Take for instance reading a Shakespearean classic, once in the form of the original text as Shakespeare himself wrote it, and one as an abridged version. While the analogy is a bit of a stretch, most of us will agree that it is immediately obvious which version is easier to comprehend – to get the gist of, to come to some level of appreciation. But it is also abundantly clear that the abridged version loses a large amount of the original flavour – the language and the nuances of what the master himself intended his audience to appreciate.

Unfortunately, in the field of computer science, that clarity is often overlooked. In the quest for making the machine (the computer) simple and comfortable, and some would even say intuitive, we have abstracted away our very fundamental creation. We often hear the saying, in some form or another, that “computers one day will be so un-obstructive that they’ll be a part of our lives”. That is perfectly good, in the context of the user. However, that warm and fuzzy feeling does not and cannot pertain to practitioners of the art of computing – those who claim mastery and expert-level status in this domain. And the reason is simple. If those who are “experts” in computing are those who merely understand the abstract form of the machine, how they will they be different from one who claims to be a master is the classics, but only read the abridged version of “A Midsummer Night’s Dream”? When one become so comfortable with the abstracted form of the machine, that one no longer understands how the machine fundamentally works, the quicks, assumptions and failings of the machine, one can no longer profess to be the creator, the controller, and indeed, the programmer of the machine.

This is clearly illustrated by the advent of high(er)-level programming languages. Each successive generation of languages seeks to push the machine implementation into deeper and deeper recesses, with the idea of bringing “programming to the masses”. I prefer the phrase “programming to the uninitiated”. What happens is that many computer experts no longer truly recognize the machine they are controlling, and each generation understands it less. Too many speak of objects and classes as though these are concepts that the computer natively understands, but it does not. We talk of types (int, char, bool) as though the machine was designed to comprehend these, but it does not. Yet we assume it does. And those are just two minute examples.

Of course there are outliers, the rarefied few who doggedly pursue the fundamentals of computer science, and indeed, it is easy to spot someone like that. They are those whom people simply turn to when stumped, they are those who speak of the intricacies of the machine as though it is a natural language, and they are those that their peers look up to, and try to model after. Oftentimes, they possess legendary status.

So at the end, what happens? Assumptions are made of the machine which are not true – assumptions which lead to poorly designed software, to insecure software, to inefficient software. The very machine that we humans designed has somehow been contorted into a much more intelligent machine than it truly is. That should not be a shocker. We have been told at the very beginning of learning computer science that the machine is dumb. And yet because of the work of those who constructed building block upon building block on that dumb machine, that it somehow appears magically intelligent, as though it is capable of interacting naturally with a human, recognizing gestures, understanding your voice commands, predicting your habits, and so on.

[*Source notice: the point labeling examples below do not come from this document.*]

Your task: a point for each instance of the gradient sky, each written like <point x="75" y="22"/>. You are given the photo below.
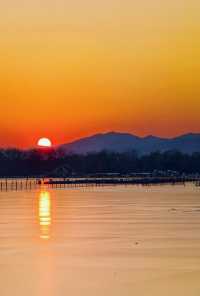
<point x="73" y="68"/>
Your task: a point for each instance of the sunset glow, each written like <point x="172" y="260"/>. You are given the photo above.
<point x="70" y="69"/>
<point x="44" y="142"/>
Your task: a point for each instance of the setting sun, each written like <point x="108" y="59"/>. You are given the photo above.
<point x="44" y="142"/>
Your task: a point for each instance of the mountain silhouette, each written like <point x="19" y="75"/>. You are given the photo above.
<point x="124" y="142"/>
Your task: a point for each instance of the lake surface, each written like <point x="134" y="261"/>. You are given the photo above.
<point x="121" y="240"/>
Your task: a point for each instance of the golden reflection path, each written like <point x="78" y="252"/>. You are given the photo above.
<point x="45" y="218"/>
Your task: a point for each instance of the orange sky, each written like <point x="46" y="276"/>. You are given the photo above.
<point x="69" y="70"/>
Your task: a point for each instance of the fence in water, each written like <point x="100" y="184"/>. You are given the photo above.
<point x="34" y="183"/>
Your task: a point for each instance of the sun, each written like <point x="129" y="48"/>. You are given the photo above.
<point x="44" y="142"/>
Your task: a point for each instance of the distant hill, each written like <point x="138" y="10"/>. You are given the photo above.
<point x="123" y="142"/>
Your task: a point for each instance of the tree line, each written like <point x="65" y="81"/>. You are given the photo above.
<point x="41" y="162"/>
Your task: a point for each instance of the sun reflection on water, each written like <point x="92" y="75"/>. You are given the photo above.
<point x="45" y="214"/>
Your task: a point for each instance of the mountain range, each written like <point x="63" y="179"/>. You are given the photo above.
<point x="124" y="142"/>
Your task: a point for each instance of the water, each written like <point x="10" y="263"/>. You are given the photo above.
<point x="118" y="240"/>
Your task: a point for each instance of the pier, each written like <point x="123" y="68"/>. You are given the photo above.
<point x="16" y="184"/>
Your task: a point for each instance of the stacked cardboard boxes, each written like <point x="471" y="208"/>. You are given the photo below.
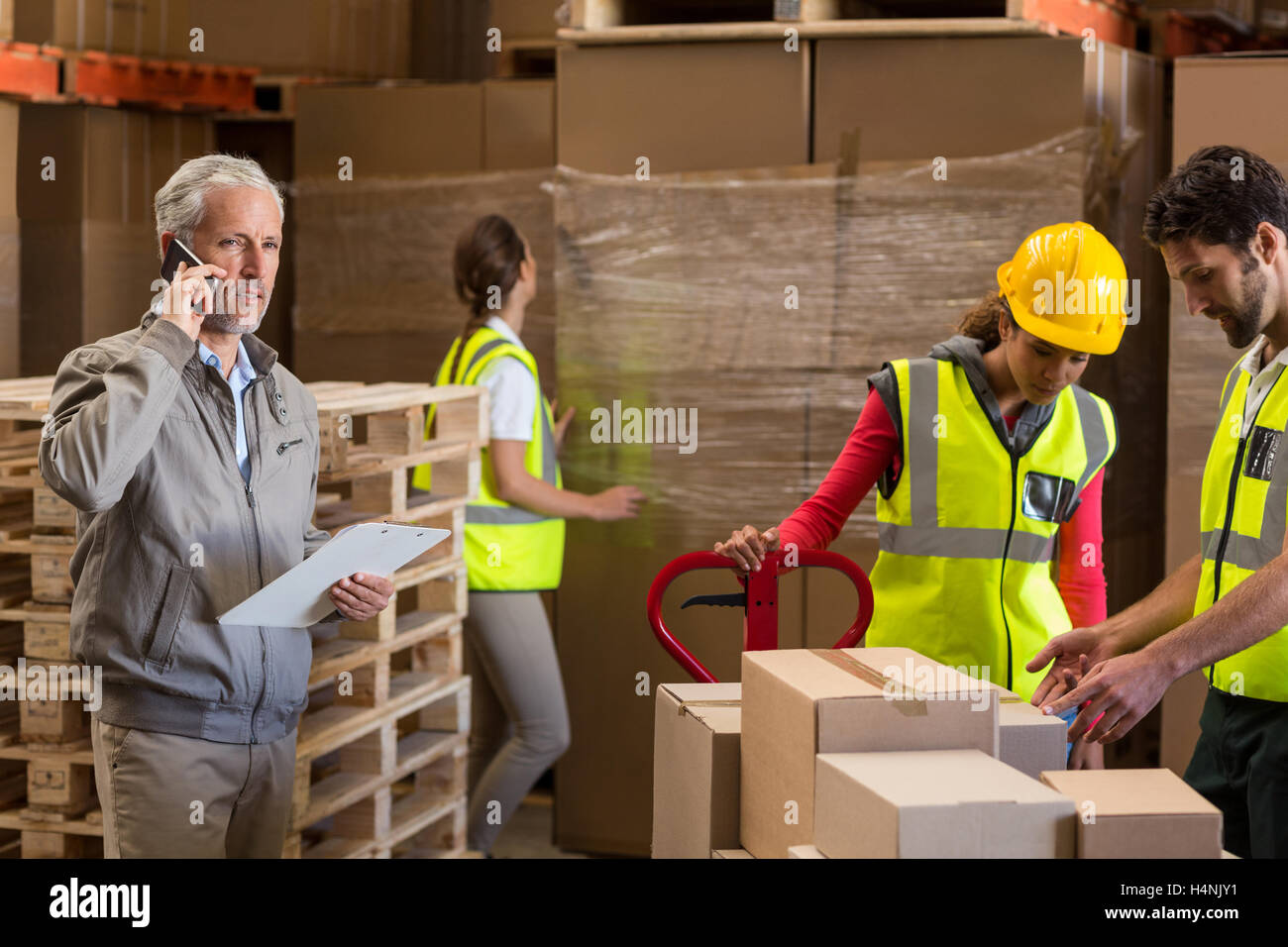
<point x="368" y="40"/>
<point x="687" y="285"/>
<point x="881" y="753"/>
<point x="86" y="178"/>
<point x="399" y="172"/>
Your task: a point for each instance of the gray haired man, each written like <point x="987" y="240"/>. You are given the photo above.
<point x="192" y="458"/>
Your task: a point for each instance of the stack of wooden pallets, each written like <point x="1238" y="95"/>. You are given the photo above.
<point x="380" y="761"/>
<point x="47" y="767"/>
<point x="380" y="755"/>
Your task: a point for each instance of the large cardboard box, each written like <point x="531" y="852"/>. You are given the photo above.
<point x="936" y="804"/>
<point x="684" y="107"/>
<point x="697" y="733"/>
<point x="1210" y="107"/>
<point x="519" y="124"/>
<point x="362" y="40"/>
<point x="797" y="703"/>
<point x="90" y="258"/>
<point x="526" y="20"/>
<point x="380" y="304"/>
<point x="1138" y="813"/>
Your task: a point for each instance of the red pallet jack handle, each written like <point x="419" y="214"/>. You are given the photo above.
<point x="760" y="629"/>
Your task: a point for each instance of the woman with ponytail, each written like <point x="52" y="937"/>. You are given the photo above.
<point x="513" y="531"/>
<point x="988" y="459"/>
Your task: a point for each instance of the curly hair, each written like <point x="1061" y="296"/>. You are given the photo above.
<point x="982" y="320"/>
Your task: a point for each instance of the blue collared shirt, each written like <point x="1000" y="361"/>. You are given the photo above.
<point x="239" y="379"/>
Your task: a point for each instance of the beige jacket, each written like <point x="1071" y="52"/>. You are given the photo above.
<point x="143" y="444"/>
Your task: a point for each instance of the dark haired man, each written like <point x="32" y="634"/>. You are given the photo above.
<point x="1220" y="222"/>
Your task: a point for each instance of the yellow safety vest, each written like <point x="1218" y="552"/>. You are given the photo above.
<point x="506" y="548"/>
<point x="1241" y="526"/>
<point x="967" y="530"/>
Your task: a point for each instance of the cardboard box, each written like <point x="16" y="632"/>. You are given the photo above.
<point x="697" y="732"/>
<point x="89" y="248"/>
<point x="936" y="804"/>
<point x="519" y="124"/>
<point x="804" y="852"/>
<point x="798" y="703"/>
<point x="686" y="107"/>
<point x="1029" y="740"/>
<point x="1138" y="813"/>
<point x="417" y="153"/>
<point x="528" y="20"/>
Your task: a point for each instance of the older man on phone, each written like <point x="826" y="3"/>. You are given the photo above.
<point x="192" y="457"/>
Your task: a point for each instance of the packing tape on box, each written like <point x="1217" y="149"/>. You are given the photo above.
<point x="906" y="702"/>
<point x="686" y="705"/>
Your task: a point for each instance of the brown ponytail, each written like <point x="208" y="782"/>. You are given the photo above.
<point x="982" y="320"/>
<point x="487" y="256"/>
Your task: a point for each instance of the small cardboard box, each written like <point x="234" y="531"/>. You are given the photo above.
<point x="696" y="736"/>
<point x="1138" y="813"/>
<point x="804" y="852"/>
<point x="1029" y="740"/>
<point x="936" y="804"/>
<point x="797" y="703"/>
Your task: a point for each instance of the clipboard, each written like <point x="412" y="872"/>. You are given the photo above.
<point x="299" y="598"/>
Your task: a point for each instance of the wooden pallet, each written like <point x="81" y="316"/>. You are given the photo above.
<point x="46" y="630"/>
<point x="56" y="783"/>
<point x="369" y="780"/>
<point x="52" y="838"/>
<point x="373" y="437"/>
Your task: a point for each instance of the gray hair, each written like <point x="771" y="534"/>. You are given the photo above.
<point x="180" y="204"/>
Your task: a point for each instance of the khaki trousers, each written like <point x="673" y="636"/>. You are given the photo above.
<point x="170" y="796"/>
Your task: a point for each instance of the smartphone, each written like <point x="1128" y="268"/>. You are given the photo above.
<point x="179" y="253"/>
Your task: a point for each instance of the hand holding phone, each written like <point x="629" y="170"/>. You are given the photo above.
<point x="193" y="287"/>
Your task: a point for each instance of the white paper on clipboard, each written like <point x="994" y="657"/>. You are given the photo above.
<point x="299" y="598"/>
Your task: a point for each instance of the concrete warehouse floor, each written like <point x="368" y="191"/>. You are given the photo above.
<point x="529" y="832"/>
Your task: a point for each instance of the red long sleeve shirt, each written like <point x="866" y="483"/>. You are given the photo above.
<point x="874" y="446"/>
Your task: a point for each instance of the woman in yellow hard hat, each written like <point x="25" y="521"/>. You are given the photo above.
<point x="987" y="457"/>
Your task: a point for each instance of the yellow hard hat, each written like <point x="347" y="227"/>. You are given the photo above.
<point x="1068" y="285"/>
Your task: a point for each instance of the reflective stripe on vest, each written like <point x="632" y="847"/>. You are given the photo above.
<point x="506" y="547"/>
<point x="967" y="531"/>
<point x="1241" y="517"/>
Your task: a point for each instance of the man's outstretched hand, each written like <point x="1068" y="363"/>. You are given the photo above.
<point x="361" y="595"/>
<point x="1069" y="656"/>
<point x="1121" y="690"/>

At a lower level, it is tempting to feel that the machine thinks the way you do, that because we humans have a natural tendency to “objectize” things, such as a player or mob in a game, the machine does too.

Because of that comfort, we so easily forget that that “intelligence” is built by having the (high-level) programming language imbue those ideas into the code it generates, allowing us to think in terms of these constructs that those before us came up with. However, the danger is that we, as humans, are not attuned to being able to construct a mental picture of a dumb machine, and that problem is confounded by the fact that we are taught (other than that first lesson telling you the machine is dumb) that the machine is indeed smart. Not directly, but with regularly reinforced implications. How, you may ask. By the way we first dip our toes into programming. Almost any instructor will teach a course of “Programming 101” by leveraging on the ease of languages such as Java, C# or Python. They will teach how to manipulate strings, to And they do it without telling you how that string even got to exist.

Simply consider this – how often do you hear a Java or Python programmer speak of strings as though the computer understands what a string is? How often do you hear a C++ programmer speak of run-time resolution of functions (virtual functions) as though the computer just “gets it”? How often do you hear even a C programmer speak of strcpy() as though it is a built in function of the machine? Yes, you out there with a strong understanding may reason that in this instance it does comes quite close, but consider this in context of the larger argument. Or perhaps consider this – which university level course teaches programming by starting with data representation and assembly language?

And then we wonder why we just wrote code that caused that integer overflow.